Gary turned to Sue briefly, took her hand and squeezed it. Her eyes were still blank as she looked at him. She's so scared, he thought. He leaned over and kissed her cheek reassuringly, then got out of the car.
Saunders walked him a few yards down a darker alley, all the while pointing the gun at Gary, letting him lead. “That's far enough,” he said finally.
Gary stopped and turned around. “This is insane, really. You're not going to kill me, are you? Because people would notice. And once they go through my house, see the notes I have on this thing, everyone will know.”
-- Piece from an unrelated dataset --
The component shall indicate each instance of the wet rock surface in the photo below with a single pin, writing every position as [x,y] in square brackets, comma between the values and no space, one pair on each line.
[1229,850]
“But,” said a voice behind Saunders, a woman's voice, “you weren't murdered by an assassin tonight.” Sue had gotten out of the car, was walking towards them, a chilling – unnatural – smile on her face. Gary stared at her, nonplussed. “We got mugged tonight on our way to dinner. The man took my purse,” she tossed her handbag to Saunders, “and I stood helplessly by as he shot you dead and ran off.” She stopped finally, standing near Saunders. “Don't worry, when I go on the air with your death, I'll be sure to paint you as my hero, dying in the attempt to save my life. And,” she added, “as your bereaved partner, they'll let me be the one to go through your papers and sort everything out, if I ask. No one will know anything … not until it's too late.”
“Sue. What are you talking about?”
“I'm sorry you got caught up in this, Gary. Unlike most newsmen I've known in my time, you really were almost a wonderful guy.” Sue sighed at him. “But, like you said: this is too dangerous to know, we can't just let you go back. Thank you for helping us lure Dan out. I would never have suspected that he was the one leaking information.”
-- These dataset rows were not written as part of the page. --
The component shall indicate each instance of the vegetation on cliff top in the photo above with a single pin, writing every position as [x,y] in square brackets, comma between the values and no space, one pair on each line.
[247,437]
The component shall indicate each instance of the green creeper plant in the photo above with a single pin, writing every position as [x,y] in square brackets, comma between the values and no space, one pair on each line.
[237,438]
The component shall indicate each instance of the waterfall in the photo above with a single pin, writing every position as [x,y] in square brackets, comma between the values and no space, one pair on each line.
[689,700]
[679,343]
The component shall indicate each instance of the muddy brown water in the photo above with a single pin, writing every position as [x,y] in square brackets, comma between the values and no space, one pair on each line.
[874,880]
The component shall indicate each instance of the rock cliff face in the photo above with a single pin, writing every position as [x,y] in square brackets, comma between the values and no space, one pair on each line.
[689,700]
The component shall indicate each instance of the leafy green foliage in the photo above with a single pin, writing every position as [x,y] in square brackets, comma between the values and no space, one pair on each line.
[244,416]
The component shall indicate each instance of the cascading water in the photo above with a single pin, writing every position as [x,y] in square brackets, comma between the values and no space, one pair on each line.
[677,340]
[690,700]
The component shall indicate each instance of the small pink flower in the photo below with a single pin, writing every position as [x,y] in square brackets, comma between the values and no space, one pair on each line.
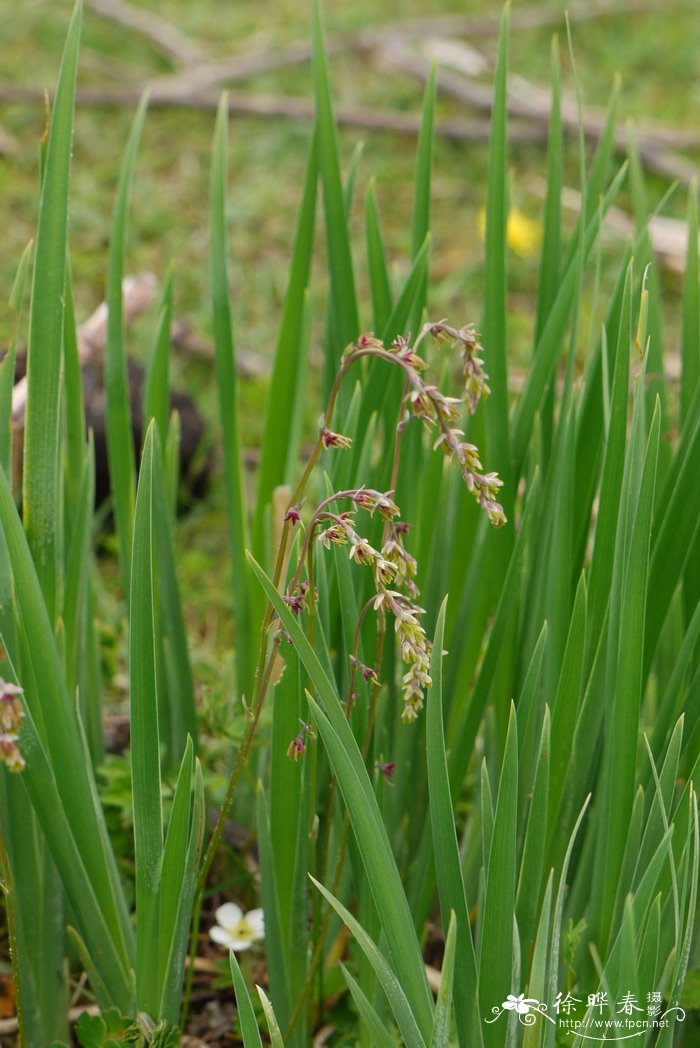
[331,439]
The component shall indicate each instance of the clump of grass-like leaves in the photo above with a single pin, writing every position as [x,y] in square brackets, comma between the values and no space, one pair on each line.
[511,767]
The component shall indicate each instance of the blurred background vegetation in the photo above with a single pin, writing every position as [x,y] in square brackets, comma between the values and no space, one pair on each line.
[654,47]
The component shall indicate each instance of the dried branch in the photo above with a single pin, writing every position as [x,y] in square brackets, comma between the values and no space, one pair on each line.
[253,63]
[529,102]
[284,106]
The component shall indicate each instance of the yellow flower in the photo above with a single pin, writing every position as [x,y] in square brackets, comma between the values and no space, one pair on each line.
[523,234]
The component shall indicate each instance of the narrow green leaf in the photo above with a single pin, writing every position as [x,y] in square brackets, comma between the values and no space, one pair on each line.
[145,756]
[246,1016]
[451,886]
[441,1026]
[337,238]
[42,421]
[226,389]
[156,392]
[368,1013]
[393,987]
[496,939]
[272,1025]
[496,310]
[289,364]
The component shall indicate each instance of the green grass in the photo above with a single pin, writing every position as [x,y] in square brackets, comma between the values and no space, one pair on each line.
[534,829]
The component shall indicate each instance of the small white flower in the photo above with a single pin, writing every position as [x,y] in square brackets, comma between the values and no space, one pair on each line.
[236,930]
[520,1004]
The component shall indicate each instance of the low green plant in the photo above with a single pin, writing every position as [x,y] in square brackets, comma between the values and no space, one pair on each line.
[503,780]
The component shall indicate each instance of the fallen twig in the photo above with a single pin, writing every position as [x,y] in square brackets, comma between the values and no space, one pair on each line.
[529,102]
[291,108]
[540,16]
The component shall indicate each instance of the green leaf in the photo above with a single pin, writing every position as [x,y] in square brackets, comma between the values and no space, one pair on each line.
[447,865]
[337,237]
[441,1026]
[289,367]
[226,389]
[272,1026]
[400,1003]
[495,309]
[496,939]
[145,755]
[156,392]
[117,412]
[365,816]
[368,1014]
[42,420]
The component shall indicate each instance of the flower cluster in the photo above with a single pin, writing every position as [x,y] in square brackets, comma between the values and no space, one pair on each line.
[298,745]
[428,402]
[476,379]
[11,716]
[396,592]
[484,486]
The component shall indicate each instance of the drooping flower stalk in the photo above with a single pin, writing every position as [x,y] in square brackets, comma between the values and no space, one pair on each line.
[422,400]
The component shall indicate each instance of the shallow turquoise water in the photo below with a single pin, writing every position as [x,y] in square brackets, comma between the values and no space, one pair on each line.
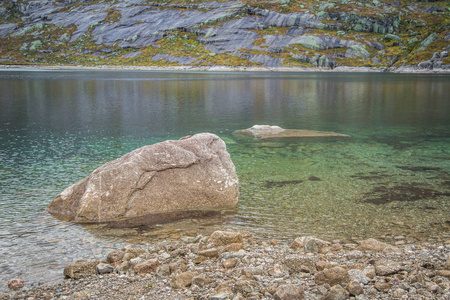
[391,178]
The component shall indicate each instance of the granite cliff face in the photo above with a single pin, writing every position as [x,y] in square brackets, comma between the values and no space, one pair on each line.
[232,33]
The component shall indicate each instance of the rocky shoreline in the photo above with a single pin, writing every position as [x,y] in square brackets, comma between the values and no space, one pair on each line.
[403,70]
[240,265]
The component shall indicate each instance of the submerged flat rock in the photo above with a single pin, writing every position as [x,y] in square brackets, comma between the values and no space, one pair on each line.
[263,132]
[167,179]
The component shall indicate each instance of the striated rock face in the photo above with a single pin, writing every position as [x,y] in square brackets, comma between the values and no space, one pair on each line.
[262,132]
[173,177]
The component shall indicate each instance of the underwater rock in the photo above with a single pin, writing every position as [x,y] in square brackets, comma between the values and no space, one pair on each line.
[262,132]
[169,178]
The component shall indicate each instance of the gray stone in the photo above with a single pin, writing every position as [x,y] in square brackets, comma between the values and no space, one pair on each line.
[337,292]
[308,244]
[81,268]
[384,267]
[357,51]
[298,264]
[262,132]
[6,29]
[335,275]
[147,266]
[103,268]
[223,238]
[154,182]
[182,280]
[132,54]
[181,60]
[359,276]
[289,292]
[355,288]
Saunders interjected: “Boy got too far in, lost his balls for it. I knew we never should have trusted the scamp, Sue.”
“Us? Sue, you're not making much sense right now,” Gary took a step forward, ignoring Saunders's gun. “Why would you be involved with a band of terrorists?”
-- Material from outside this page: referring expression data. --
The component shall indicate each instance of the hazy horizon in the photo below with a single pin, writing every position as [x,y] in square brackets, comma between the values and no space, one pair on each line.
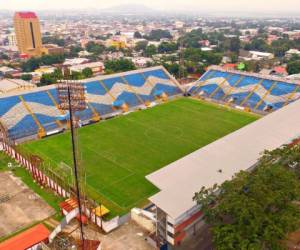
[162,5]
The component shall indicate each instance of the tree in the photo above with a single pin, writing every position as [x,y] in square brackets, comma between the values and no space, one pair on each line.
[191,39]
[137,35]
[141,45]
[293,67]
[158,34]
[256,210]
[95,48]
[34,63]
[4,56]
[46,79]
[74,50]
[87,72]
[30,65]
[53,40]
[166,47]
[150,50]
[234,44]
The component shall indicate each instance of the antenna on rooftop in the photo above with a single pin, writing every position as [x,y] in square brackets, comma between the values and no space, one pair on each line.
[71,95]
[181,54]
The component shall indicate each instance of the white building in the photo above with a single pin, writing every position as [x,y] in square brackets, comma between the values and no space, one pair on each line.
[178,216]
[96,67]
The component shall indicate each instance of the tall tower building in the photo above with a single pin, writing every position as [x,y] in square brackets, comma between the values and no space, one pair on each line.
[28,33]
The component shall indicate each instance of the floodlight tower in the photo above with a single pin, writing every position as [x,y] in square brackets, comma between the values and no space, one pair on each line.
[71,95]
[181,54]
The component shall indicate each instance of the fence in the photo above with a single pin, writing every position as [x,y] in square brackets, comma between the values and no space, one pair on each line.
[35,172]
[52,183]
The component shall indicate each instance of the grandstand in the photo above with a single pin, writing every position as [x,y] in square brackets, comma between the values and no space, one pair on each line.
[253,92]
[36,113]
[178,216]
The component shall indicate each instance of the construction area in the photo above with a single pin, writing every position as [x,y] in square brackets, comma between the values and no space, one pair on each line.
[20,207]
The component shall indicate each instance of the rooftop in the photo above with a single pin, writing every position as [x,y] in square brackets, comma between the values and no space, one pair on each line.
[237,151]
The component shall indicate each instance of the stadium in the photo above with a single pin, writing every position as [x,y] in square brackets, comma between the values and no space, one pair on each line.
[165,141]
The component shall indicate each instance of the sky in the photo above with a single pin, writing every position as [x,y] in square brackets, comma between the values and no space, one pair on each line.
[163,5]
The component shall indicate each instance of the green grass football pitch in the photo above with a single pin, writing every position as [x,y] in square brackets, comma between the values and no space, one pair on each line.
[119,153]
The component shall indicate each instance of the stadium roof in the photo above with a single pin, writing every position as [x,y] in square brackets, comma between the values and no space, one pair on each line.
[25,87]
[9,85]
[237,151]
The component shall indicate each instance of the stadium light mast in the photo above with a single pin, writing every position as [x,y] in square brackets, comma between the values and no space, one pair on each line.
[71,95]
She ignored his question. “We're just lucky that Dan didn't realize until too late that we'd planted a mole here in the news station, too, once the leak was discovered.”
Gary suddenly understood, the second half of the note coming back to him: There is a spy in your station. A mole. Be careful who you speak with. “You.”
Sue smiled coldly once more and nodded. “Me.” The smile dropped from her face, and she bit her lip, pausing for a moment. “Brenn,” she said, staring into Gary's eyes. “Kill him.”